Парень был моложе Алены на пятнадцать лет, и что ей было думать, когда он высадил ее последний коньячок? Ругаться на ребенка? Обижаться на шалости? Алена зевнула и включила плиту. Выпить нечего – будем варить кофе.

В соседних квартирах запели будильники, на часах было шесть утра. В это время Алена только ложилась, она работала администратором ночного клуба, поэтому режим у нее был перевернут: ночью работаем, утром – спать.

Алена понимала, что для женского здоровья такая работенка не подарок. Малыш все время говорил Алене, по десять раз одно и то же повторял: «Бросай работу! Бросай свою поганую работу! Алена, дальше так жить невозможно, нужно все поменять».

Алена уходить из клуба не собиралась, она привыкла, организм приспособился к ночному режиму, ничего она менять не хотела и объясняла это Малышу настойчиво: «Не собираюсь ничего менять! Малыш! Ну, как же ты еще не понял! Мне моя жизнь нравится». И действительно, как она могла послушать мальчишку, который к тому же опустошил ее бар и даже граммульки коньячка ей не оставил, так что пить придется голый кофе.

Алена взяла свою чашку, у нее был постоянная черная чашка для кофе. Села в кресло. Кресло осталось от бывшего мужа, очень удобное, глубокое, выбрасывать было жалко. Закурила тонкую сладкую сигарету – давно привыкла к сладким – и прочитала еще раз глупое письмо, которое оставил ей Малыш.

«Алена, когда ты будешь это читать, меня уже не будет, я уехал в Фергану. Я решил, на фига мне все это надо, лучше прыгну с моста. Пусть меня похоронят рядом с бабушкой. Прости, Ален, я выпил всю твою текилу.

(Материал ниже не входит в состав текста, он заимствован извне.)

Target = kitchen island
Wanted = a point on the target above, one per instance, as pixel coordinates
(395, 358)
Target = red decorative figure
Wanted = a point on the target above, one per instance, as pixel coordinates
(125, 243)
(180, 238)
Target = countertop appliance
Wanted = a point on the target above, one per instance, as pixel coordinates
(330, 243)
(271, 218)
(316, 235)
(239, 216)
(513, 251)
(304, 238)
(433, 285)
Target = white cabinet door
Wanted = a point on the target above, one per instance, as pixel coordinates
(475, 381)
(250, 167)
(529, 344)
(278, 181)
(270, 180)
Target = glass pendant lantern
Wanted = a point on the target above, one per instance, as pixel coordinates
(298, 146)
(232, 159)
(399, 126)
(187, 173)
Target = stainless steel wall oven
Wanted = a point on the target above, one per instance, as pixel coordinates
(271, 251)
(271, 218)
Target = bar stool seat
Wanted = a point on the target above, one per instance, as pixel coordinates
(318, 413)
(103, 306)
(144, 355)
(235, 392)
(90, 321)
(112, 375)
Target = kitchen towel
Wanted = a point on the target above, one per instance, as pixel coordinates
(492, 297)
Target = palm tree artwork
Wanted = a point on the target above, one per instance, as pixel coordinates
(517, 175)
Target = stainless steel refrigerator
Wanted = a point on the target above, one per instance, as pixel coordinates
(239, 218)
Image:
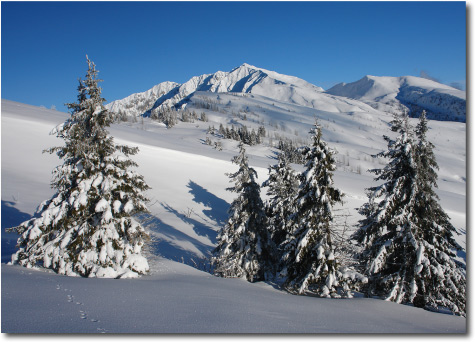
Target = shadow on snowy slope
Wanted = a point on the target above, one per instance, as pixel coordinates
(11, 217)
(218, 208)
(174, 244)
(170, 243)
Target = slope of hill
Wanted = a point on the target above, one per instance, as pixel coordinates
(390, 93)
(243, 79)
(188, 207)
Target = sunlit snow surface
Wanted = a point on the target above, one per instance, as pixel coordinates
(188, 206)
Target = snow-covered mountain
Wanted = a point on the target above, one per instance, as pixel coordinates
(188, 207)
(390, 93)
(243, 79)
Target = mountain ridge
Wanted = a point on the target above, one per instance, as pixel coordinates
(381, 93)
(390, 94)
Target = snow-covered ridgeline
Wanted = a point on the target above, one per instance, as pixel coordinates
(243, 79)
(388, 93)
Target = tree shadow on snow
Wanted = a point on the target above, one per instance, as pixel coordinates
(218, 208)
(170, 243)
(11, 217)
(173, 244)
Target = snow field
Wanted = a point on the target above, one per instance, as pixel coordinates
(188, 207)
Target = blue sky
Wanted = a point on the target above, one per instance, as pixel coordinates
(136, 45)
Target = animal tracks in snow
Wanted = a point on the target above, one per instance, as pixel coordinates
(82, 313)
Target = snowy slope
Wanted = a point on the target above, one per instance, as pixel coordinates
(188, 207)
(243, 79)
(389, 93)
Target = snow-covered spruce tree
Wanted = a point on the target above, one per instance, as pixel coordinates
(245, 248)
(282, 186)
(406, 235)
(87, 228)
(310, 262)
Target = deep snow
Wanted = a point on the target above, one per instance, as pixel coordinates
(188, 206)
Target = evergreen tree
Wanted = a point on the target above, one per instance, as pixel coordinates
(310, 262)
(282, 187)
(87, 228)
(245, 248)
(407, 237)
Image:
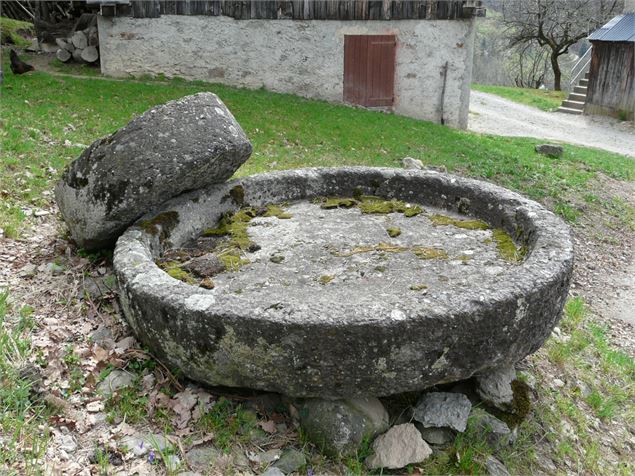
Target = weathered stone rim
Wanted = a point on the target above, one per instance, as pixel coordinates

Виски взял с собой, потому что мне очень плохо, не знаю, как сказать тебе, чтобы ты поняла, как мне плохо. ПЛОХО! ПЛОХО МНЕ! Буду бухать всю дорогу. Ехать три дня, так что ты еще успеешь мне позвонить. Если ты позвонишь, тогда все будет нормально. А если ты не позвонишь, тогда я прыгну с моста. В смерти моей прошу не кого не винить».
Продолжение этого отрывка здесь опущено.